Выпили, захрустели луком.
— Ничего, — сказал Михаил, кивнув на бутыль.
— Мы знаем, у кого реквизировать, — подмигнул ему Погорелов, заткнул бутыль и протянул Михаилу. — Возьми и ее. Она порой не хуже денег спасает. Кстати, о деньгах. Вот тут у меня есть немного. Дал бы больше, да с тех пор, как Чека в ГПУ переименовали, стали жалованье задерживать. Раньше — день в день! Потому — диктатура пролетариата. А зараз — нэп, надо ссуды буржуям выплачивать «на развитие».
— Да хватит тебе меня задаривать! Самому пригодятся.
— Как-нибудь! Я-то остаюсь, а ты в чужой город едешь. Бери, отдашь, когда будут.
— Что ж, спасибо, Иван. За все спасибо.
Обнялись, и Михаил тронулся в путь.
Уныла осенняя степь. Выжженная за лето трава, помоченная дождями, окрасила ее в бурый, казенный, безрадостный, как долгая солдатчина, цвет. Небо хмуро, звенит колокольчик, скрипят окованные железом колеса, с которых пластами отваливаются комья грязи, всхрапывают, мотая оскаленными мордами, лошади. Подпрыгивая, бежит впереди, уносясь к горизонту, перекати-поле, словно чья-то бессмысленная жизнь.
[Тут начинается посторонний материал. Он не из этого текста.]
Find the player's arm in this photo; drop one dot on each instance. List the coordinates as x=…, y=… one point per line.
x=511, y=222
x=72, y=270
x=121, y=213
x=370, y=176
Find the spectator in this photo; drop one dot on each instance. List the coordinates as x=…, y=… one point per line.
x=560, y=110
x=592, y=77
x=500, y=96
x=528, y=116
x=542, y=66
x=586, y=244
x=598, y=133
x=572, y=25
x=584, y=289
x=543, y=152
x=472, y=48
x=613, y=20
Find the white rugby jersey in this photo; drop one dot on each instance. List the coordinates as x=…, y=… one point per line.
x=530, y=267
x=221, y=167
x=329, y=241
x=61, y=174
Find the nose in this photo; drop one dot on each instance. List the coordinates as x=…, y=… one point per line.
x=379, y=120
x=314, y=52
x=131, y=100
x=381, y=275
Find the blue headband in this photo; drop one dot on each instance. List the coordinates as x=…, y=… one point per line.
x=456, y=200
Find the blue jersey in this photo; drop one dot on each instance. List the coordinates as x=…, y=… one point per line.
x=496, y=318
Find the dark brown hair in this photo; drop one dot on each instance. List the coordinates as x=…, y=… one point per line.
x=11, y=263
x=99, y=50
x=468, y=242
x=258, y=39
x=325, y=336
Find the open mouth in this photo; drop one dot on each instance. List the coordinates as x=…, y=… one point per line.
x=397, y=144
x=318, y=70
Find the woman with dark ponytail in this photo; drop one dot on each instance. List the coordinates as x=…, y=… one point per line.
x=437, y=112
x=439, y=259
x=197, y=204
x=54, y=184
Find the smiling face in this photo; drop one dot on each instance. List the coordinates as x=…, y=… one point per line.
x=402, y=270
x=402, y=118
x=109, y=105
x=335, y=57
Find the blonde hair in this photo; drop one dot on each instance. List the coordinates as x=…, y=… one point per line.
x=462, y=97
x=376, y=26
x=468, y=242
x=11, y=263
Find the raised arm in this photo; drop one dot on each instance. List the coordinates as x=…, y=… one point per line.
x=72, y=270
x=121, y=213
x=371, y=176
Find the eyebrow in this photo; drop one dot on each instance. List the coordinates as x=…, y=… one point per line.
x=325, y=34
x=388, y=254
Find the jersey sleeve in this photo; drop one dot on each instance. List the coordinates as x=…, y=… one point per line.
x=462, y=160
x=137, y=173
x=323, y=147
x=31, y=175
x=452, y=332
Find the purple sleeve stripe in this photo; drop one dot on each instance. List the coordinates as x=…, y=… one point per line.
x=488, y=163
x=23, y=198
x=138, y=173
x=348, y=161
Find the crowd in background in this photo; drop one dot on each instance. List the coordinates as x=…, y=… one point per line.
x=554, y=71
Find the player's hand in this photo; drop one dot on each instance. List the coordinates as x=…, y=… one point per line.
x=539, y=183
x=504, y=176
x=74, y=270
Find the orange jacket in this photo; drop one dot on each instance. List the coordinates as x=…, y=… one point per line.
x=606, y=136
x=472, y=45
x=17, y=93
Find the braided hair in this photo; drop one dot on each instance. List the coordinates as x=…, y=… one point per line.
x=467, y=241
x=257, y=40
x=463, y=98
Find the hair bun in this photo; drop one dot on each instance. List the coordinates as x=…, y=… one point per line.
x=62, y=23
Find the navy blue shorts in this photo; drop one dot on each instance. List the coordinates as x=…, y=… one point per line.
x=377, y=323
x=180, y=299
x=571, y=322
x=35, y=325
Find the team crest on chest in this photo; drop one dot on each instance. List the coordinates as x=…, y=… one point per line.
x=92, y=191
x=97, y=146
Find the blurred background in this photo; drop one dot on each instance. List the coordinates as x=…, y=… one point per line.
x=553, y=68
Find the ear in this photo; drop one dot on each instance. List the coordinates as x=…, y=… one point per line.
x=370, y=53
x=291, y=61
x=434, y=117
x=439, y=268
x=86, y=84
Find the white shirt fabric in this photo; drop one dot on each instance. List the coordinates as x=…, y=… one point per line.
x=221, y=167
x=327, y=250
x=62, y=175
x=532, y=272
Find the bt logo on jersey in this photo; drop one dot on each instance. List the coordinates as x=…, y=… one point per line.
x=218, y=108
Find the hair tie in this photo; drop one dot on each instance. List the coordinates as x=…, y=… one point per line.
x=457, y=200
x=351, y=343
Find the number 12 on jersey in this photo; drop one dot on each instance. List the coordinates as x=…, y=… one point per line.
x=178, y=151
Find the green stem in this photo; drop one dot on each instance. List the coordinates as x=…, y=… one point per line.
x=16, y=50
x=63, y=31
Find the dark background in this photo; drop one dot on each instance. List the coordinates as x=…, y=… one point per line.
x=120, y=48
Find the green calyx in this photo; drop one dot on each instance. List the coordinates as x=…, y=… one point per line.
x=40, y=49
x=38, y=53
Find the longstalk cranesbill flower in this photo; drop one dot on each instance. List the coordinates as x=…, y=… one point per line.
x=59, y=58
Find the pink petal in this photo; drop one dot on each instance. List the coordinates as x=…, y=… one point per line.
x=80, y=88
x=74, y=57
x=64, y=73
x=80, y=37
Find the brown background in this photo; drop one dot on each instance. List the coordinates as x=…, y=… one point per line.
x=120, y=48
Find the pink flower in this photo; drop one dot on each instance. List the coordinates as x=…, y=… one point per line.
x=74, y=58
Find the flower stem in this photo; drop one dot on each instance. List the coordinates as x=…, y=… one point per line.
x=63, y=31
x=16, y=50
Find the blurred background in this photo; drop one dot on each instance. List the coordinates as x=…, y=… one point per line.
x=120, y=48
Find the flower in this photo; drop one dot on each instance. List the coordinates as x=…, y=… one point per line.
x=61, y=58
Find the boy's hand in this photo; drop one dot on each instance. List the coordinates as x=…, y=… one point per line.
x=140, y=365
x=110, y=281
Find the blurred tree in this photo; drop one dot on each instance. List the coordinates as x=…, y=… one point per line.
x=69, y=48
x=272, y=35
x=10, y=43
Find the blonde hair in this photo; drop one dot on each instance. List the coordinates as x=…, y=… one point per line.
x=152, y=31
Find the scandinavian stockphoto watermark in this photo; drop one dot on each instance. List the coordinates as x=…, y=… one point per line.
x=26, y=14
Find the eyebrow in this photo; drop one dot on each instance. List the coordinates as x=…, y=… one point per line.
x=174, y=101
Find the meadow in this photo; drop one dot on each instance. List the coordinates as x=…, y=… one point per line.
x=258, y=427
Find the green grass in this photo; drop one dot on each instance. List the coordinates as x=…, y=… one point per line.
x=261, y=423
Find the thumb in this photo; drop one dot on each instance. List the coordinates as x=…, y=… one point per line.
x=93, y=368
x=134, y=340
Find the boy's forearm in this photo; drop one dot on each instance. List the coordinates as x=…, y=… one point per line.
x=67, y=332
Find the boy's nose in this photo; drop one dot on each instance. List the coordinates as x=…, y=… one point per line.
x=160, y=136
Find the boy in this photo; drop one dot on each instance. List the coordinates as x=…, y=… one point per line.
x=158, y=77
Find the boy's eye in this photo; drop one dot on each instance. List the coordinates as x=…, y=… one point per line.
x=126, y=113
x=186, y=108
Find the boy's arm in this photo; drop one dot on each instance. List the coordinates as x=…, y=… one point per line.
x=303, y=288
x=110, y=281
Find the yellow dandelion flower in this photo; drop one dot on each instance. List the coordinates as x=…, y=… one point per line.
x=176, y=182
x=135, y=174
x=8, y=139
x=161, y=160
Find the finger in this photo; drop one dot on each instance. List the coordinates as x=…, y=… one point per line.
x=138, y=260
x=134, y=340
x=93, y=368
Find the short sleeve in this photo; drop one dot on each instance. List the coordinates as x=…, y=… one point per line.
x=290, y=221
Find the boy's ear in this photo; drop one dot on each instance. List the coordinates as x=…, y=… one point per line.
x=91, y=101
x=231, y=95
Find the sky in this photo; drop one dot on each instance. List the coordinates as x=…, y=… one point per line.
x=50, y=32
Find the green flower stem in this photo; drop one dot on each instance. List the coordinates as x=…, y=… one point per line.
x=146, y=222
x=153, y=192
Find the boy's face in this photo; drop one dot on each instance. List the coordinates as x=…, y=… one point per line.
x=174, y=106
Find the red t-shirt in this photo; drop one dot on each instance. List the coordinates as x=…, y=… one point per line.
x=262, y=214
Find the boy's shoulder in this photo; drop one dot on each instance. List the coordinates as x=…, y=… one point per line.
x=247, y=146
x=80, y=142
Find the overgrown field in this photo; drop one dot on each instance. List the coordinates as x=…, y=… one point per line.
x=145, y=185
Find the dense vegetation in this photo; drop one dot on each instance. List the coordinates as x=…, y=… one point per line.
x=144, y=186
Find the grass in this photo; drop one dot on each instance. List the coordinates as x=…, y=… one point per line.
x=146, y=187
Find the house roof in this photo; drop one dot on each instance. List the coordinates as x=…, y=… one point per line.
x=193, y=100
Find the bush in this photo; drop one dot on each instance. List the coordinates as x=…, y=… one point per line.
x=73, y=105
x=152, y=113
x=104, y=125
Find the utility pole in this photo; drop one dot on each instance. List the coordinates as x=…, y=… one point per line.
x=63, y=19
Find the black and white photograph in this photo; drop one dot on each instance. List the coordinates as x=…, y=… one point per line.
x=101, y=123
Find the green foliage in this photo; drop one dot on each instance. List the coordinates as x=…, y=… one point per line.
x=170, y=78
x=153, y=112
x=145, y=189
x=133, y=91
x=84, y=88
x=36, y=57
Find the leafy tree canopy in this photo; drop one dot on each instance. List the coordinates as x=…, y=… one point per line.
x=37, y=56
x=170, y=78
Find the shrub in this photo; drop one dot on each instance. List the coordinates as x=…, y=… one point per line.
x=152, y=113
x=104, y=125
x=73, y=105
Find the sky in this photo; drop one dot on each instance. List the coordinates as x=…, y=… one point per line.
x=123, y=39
Михаил и его попутчики сидят на подводе, свесив ноги, запахнувшись в шинели. Уже давно пропала из виду Вешенская, скрылась за осенней хмарью.
Пусто на земле, грустно на небе, как и тысячу, как и две тысячи лет назад, словно не было здесь никакого Войска Донского, Российской империи, советской власти. В распахнутом на все стороны сером степном просторе хватает человека за сердце печаль, как заморозки землю октябрьской ночью. Одиноко, неприкаянно под свинцовыми небесами вдали от родного дома, от жарко пылающего очага! Надо сильно верить, что ждет тебя за угрюмыми курганами, скрывающими новые безлюдные просторы, земля обетованная, чтобы ехать и ехать, глядеть невидящими глазами на то, что видел и день, и два, и три назад… Образованный путник, трясясь по степи в пролетке или на подводе, обязательно спросит себя, что ж за страна такая Россия, коли люди в ней, часто не умея обустроить собственный домишко и немудреное хозяйство, снимаются с места, едут куда-то за тысячи верст, терпя и голод, и холод, и лишения, но никакой земли обетованной не находят, а ставят полосатые верстовые и пограничные столбы в каких-то еще более диких, непригодных для жизни местах, нежели они покинули. Зачем? Жизнь человеческая в России растворяется пространством, выдувается из тела студеными ветрами степей и плоскогорий…
Вместе с этими мыслями приходит дремота, да и крепко укачивает на тряском шляху. Веки смежаются, падает голова на грудь. Странно со стороны смотреть на такого путника, точно переломившегося в позвоночнике надвое, с головой, чуть не касающейся лбом колен, с руками, по-капитулянтски засунутыми в рукава шинели. Так дремлет он, пуская из угла рта длинную, вязкую слюну, полчаса, час… Потом его как следует встряхнет на ухабе, откроет он очи и поразится, забыв свою давешнюю тоску, суровому, торжественному, не сравнимому ни с чем, потому что сравнивать не с чем, разве что с морем, чеканному величию донской степи.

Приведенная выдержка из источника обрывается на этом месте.